On the monitor, the man gulped visibly, obviously distraught. He was the first of several patients whom I would triage remotely – a volunteer effort led by non-resident Indian physicians to help with the COVID-19 surge currently ravaging India. I had already seen many patients with similar stories: recently symptomatic, terrified of having to seek care in overburdened hospitals, and frustrated with the inability to access the life-saving vaccines being administered in other countries.

As the newspaper headlines report on a daily basis, the toll of COVID-19 IS skyrocketing in India. Patients must “hospital shop” to find beds and oxygen. The situation is dire and could have been mitigated if the population had better access to vaccines. It is imperative to promote resource equity: pandemics cannot be managed by political agendas and microbes disregard both party lines and geographic boundaries. This is why I applaud the Biden administration’s decision to support a waiver on intellectual property (IP) rights for COVID-19 vaccines.  It is a critical first step towards ensuring sustainable access to vaccines, particularly in hard-hit countries like India and Brazil.

Over 80% of the more than 1 billion COVID-19 vaccine doses distributed globally have gone to high-income countries, while low-income countries have received a paltry 0.3% of the supply.  Pharmaceutical companies, profiting from filling orders of wealthy countries first, have not made countries like Brazil and India a priority until now when their monopoly control on the vaccine was threatened by the possibility of an IP waiver. Yet, these are the countries where a resurgence could cause incredible upheaval and are the most vulnerable to the sequelae of this pandemic.

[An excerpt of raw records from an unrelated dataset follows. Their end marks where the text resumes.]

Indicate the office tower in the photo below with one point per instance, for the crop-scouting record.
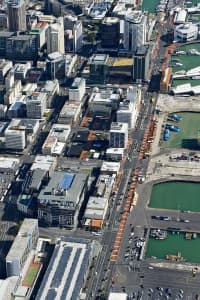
(16, 15)
(118, 135)
(134, 30)
(55, 37)
(110, 33)
(73, 33)
(22, 47)
(141, 64)
(55, 65)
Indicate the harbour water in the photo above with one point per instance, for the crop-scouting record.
(176, 195)
(174, 243)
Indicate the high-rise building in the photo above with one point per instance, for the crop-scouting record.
(134, 30)
(22, 47)
(55, 37)
(118, 135)
(36, 105)
(110, 33)
(59, 203)
(73, 33)
(16, 15)
(141, 64)
(55, 66)
(77, 90)
(24, 243)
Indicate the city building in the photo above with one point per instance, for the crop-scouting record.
(55, 65)
(47, 163)
(77, 89)
(40, 30)
(5, 66)
(20, 70)
(4, 36)
(121, 68)
(115, 154)
(61, 131)
(127, 113)
(70, 62)
(35, 105)
(70, 113)
(110, 168)
(55, 141)
(24, 243)
(180, 17)
(118, 135)
(110, 32)
(55, 37)
(20, 132)
(60, 201)
(103, 101)
(22, 47)
(51, 89)
(165, 80)
(99, 69)
(135, 25)
(68, 269)
(73, 33)
(16, 15)
(16, 110)
(141, 64)
(185, 33)
(95, 213)
(15, 139)
(117, 296)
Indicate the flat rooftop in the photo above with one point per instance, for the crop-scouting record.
(22, 239)
(65, 274)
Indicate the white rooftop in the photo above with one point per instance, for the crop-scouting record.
(8, 162)
(110, 166)
(117, 296)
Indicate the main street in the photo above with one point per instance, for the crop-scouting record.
(102, 281)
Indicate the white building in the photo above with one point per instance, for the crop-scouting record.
(95, 211)
(127, 113)
(36, 105)
(180, 17)
(15, 139)
(61, 131)
(73, 33)
(135, 25)
(55, 37)
(185, 33)
(24, 243)
(118, 135)
(70, 113)
(117, 296)
(115, 154)
(70, 60)
(77, 90)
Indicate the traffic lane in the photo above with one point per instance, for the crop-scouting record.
(193, 218)
(158, 277)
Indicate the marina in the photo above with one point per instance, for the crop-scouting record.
(176, 195)
(175, 248)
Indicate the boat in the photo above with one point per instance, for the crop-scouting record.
(177, 257)
(194, 235)
(180, 52)
(166, 135)
(172, 128)
(188, 236)
(175, 117)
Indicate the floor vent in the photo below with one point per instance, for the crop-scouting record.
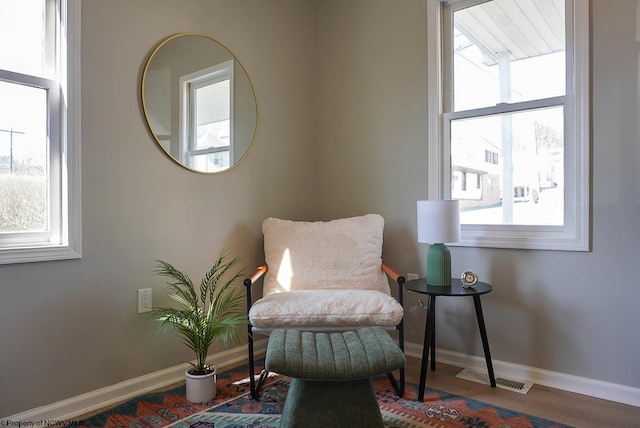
(511, 385)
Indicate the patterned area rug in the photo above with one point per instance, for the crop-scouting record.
(233, 408)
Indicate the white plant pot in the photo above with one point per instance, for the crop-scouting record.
(201, 388)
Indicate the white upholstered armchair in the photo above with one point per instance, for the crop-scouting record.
(324, 276)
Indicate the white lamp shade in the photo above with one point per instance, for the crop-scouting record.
(438, 221)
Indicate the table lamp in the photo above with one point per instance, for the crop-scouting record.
(438, 223)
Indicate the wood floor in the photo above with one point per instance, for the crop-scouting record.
(560, 406)
(568, 408)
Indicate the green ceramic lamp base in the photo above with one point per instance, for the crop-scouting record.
(438, 265)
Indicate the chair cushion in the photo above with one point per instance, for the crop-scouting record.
(325, 308)
(338, 254)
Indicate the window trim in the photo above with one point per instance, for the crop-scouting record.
(574, 235)
(188, 85)
(65, 162)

Moreover, there is a growing risk of prolonging the pandemic as the virus rages on unchecked. Science confirms that fact: the longer the virus is allowed to replicate in a population, the greater the possibility of mutation, which ultimately jeopardizes the health of every nation, resource-rich, or poor. History has also shown that since the original SARS epidemic in 2003, there have been dramatic leaps in the genetic variation of these viruses, which have increased transmissibility and virulence. The likelihood is that this pattern will continue into the next decade, creating more rapidly mutating and perhaps more lethal viruses, which is a threat to all humanity.  Expanding vaccine equity now will help to combat our current crisis and may even quell the incidence of new mutations in the future.

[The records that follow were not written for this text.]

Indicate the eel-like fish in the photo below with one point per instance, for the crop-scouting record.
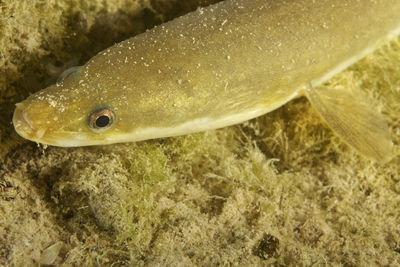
(218, 66)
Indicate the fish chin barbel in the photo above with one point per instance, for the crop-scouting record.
(219, 66)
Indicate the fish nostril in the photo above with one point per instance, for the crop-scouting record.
(21, 123)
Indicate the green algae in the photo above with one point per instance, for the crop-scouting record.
(281, 189)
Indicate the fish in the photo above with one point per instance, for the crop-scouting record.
(219, 66)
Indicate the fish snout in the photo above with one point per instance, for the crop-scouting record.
(23, 125)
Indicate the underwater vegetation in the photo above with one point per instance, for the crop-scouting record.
(279, 189)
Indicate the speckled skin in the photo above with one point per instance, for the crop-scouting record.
(217, 66)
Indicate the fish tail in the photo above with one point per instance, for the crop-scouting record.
(351, 115)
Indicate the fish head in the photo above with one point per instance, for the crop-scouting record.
(65, 114)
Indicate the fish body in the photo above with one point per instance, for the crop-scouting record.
(215, 67)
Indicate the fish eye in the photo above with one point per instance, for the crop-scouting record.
(101, 119)
(67, 73)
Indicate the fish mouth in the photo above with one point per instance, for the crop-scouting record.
(23, 125)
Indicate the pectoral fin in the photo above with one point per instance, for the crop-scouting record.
(355, 120)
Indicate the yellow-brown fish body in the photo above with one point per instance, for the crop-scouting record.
(217, 66)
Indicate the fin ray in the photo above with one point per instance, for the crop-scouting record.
(355, 120)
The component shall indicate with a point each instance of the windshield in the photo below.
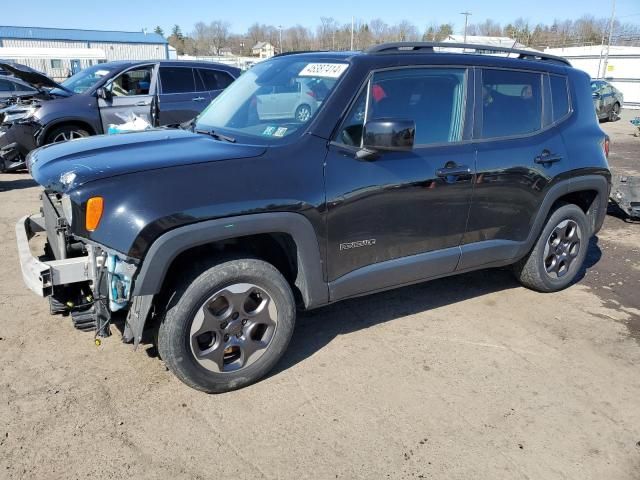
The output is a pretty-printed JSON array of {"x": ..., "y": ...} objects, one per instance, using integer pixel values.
[
  {"x": 274, "y": 99},
  {"x": 85, "y": 79}
]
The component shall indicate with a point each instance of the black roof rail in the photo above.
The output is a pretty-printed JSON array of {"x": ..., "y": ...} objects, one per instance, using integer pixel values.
[{"x": 429, "y": 47}]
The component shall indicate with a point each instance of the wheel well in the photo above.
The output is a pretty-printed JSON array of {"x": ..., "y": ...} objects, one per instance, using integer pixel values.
[
  {"x": 585, "y": 199},
  {"x": 71, "y": 123},
  {"x": 278, "y": 249}
]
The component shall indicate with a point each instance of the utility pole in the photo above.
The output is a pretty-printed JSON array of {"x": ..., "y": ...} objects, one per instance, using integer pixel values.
[
  {"x": 352, "y": 33},
  {"x": 466, "y": 22},
  {"x": 606, "y": 53}
]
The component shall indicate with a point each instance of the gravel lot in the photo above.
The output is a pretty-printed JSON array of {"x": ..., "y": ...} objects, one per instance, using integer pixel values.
[{"x": 466, "y": 377}]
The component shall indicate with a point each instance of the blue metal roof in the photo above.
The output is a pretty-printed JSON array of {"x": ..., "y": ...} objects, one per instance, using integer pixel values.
[{"x": 38, "y": 33}]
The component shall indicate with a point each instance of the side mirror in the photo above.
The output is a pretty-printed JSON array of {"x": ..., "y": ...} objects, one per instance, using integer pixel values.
[
  {"x": 389, "y": 134},
  {"x": 104, "y": 93}
]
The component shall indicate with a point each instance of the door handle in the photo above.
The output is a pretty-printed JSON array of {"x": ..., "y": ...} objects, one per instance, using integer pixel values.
[
  {"x": 454, "y": 171},
  {"x": 547, "y": 157}
]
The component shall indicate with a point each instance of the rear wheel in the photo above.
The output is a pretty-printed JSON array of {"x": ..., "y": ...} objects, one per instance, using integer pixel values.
[
  {"x": 65, "y": 133},
  {"x": 227, "y": 326},
  {"x": 559, "y": 252}
]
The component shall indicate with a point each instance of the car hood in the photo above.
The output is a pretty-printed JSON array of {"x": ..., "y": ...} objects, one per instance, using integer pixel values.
[
  {"x": 31, "y": 76},
  {"x": 66, "y": 166}
]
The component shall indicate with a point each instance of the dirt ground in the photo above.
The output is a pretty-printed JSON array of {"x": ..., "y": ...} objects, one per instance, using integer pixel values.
[{"x": 466, "y": 377}]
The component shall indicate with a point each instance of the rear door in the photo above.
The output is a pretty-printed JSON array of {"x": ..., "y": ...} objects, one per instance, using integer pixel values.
[
  {"x": 131, "y": 93},
  {"x": 519, "y": 152},
  {"x": 179, "y": 99}
]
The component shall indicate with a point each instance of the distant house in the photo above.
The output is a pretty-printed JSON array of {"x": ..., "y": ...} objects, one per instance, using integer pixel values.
[{"x": 263, "y": 50}]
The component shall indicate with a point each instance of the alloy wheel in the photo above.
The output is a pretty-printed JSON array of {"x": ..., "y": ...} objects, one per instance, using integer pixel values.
[
  {"x": 233, "y": 328},
  {"x": 67, "y": 135},
  {"x": 562, "y": 248}
]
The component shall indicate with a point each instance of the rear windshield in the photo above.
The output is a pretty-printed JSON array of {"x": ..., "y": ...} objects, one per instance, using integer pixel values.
[{"x": 273, "y": 100}]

The U.S. announcement is a humanitarian, practical response to the global phenomenon of a rapidly mutating pandemic. It is a great first step. The hard work is yet to be done. The World Trade Organization must meet to hash out the specifics of the policy. Other nations will need to commit to the waiver in order to for the policy to be actionable. Simultaneously, there must be commitments to compel technology transfer and resource allocation to the countries that are suffering the most.  

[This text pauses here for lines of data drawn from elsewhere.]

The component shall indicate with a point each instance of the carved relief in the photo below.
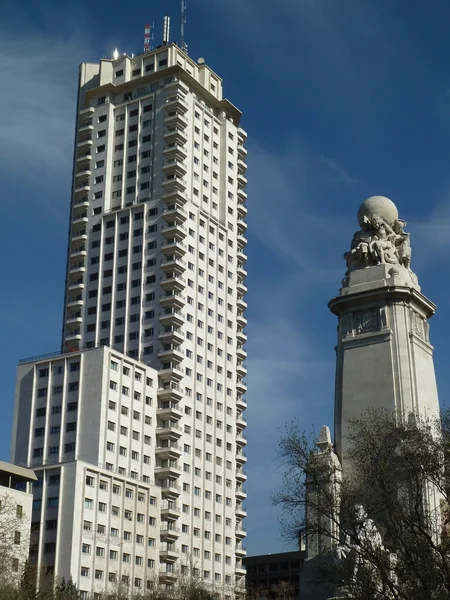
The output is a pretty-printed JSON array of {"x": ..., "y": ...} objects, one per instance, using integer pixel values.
[
  {"x": 381, "y": 240},
  {"x": 418, "y": 325},
  {"x": 367, "y": 320}
]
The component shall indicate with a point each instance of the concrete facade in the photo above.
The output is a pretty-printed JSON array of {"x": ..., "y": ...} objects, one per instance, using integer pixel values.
[
  {"x": 384, "y": 356},
  {"x": 15, "y": 517},
  {"x": 155, "y": 289}
]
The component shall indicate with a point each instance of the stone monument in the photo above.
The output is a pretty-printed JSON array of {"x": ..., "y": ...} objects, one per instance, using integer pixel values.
[{"x": 384, "y": 359}]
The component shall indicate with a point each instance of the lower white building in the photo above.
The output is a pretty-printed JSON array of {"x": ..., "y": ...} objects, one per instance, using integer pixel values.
[
  {"x": 15, "y": 518},
  {"x": 109, "y": 444}
]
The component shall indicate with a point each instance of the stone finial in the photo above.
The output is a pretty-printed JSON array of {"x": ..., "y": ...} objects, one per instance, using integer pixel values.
[{"x": 324, "y": 441}]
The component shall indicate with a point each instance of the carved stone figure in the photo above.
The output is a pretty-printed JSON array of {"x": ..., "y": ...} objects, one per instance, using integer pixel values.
[{"x": 381, "y": 239}]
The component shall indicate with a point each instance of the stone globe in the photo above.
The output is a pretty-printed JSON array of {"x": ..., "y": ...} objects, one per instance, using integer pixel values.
[{"x": 377, "y": 205}]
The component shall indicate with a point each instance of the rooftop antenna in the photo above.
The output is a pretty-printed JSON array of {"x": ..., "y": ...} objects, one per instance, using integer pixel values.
[
  {"x": 183, "y": 44},
  {"x": 148, "y": 36},
  {"x": 166, "y": 31}
]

My hope is that eventually these life-saving health care innovations will not be treated as the spoils of free-market competition and will be available to patients like my own without negotiation, wherever they are most needed.


Maya Nambisan is a physician in San Joaquin County. She is of Indian ancestry and still has many family members there.  She has an M.D. from the University of Illinois and an MPH from Yale School of Epidemiology & Public Health. She is currently volunteering her time with eglobaldoctors.com, an effort by nonresident physicians of Indian origin to help with the covid surge in India.